The appellant also complains that the court refused to give him a judgment upon the note, which he plead as a set off. To this the appellee interposed two pleas, the one, want of consideration, and the other the statute of limitations. Upon the subject of want of consideration the appellee testifies, and in that she is corroborated by her daughter, that when this note was executed that the appellee received nothing in consideration of it; that appellant represented to her that he was in a great financial difficulty, and that if she would, execute the note that he could use it as a security, and save them from losing all of the property that he had, and that she should never have it to pay, and that he never called upon her to pay it; that he had said to her fifty times that the note had been destroyed, and that she should never hear of it; and the fact that when the agreement sued on was made, and all of the payments made under that agreement, without appellant ever having undertaken to collect it, or said anything about it, very strongly conduces to show that the appellee is right in her contention upon that subject. The statement of appellant that the note was given to him in consideration of his conveying the property that he owned in Virginia to the appellee, and that she executed to him a mortgage upon the property to secure the note, which mortgage is copied in the record, strongly indicates that the appellant is right in regard to the consideration for the note. It does not seem, however, that the appellant regarded the ownership of it as of any particular value to himself, since he never had the trust deed recorded in Virginia, and he does not call upon any of his neighbors in Virginia to prove the truth of his assertion, when it is evident that he could have done so easily, if they would bear out his statements, makes the transaction as being one in good faith, and for a valuable consideration, extremely suspicious.
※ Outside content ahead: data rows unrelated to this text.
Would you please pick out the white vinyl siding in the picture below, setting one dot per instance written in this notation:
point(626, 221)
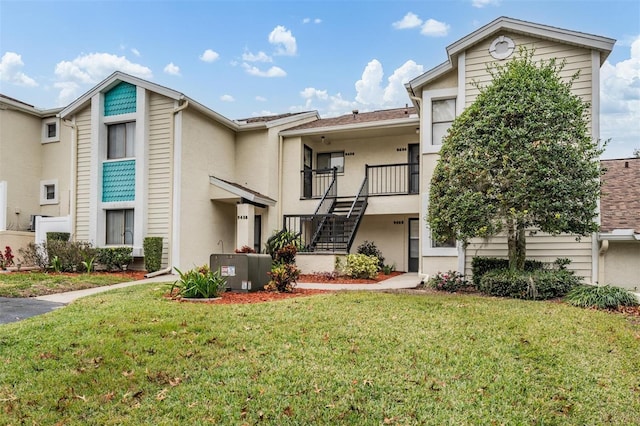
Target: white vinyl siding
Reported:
point(159, 170)
point(542, 247)
point(576, 59)
point(83, 176)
The chancellor below was the judge of the weight of all of this evidence, and if he refused a judgment upon the note, by reason of his belief that it was without consideration, it is not so flagrantly against the evidence that we would feel justified in determining the issue otherwise. This note, if valid, was executed on the first *517day of July, 1893, and was due three years thereafter, which would be the first day of July, 1896, and, whether the law of the place where the note was made, or the law applying in this State as to limitation of an action upon a promissory note is to be applied to this one, recovery upon it is- barred by the statute of limitations in either jurisdiction. Under the statute of Virginia, recovery upon a note of this character, according to the evidence, is barred by the statute of limitations five years after it becomes due. Therefore, it would have been barred in the State of Virginia on the first day of July, 1901, and the contention of appellant that under the statute of Virginia that recovery upon it would not be barred because the appellee removed from the State of Virginia in the year 1908, is without merit, because it would have already been barred seven years before she removed. The statute in Kentucky would prevail against recovery upon it fifteen years after it became due. It seems that more than fifteen years had expired from the time it became due until action was brought upon it.

It is, therefore, not necessary to determine whether the law of the place or the law of the forum applies in this action.

For the foregoing reasons the judgment appealed from is affirmed.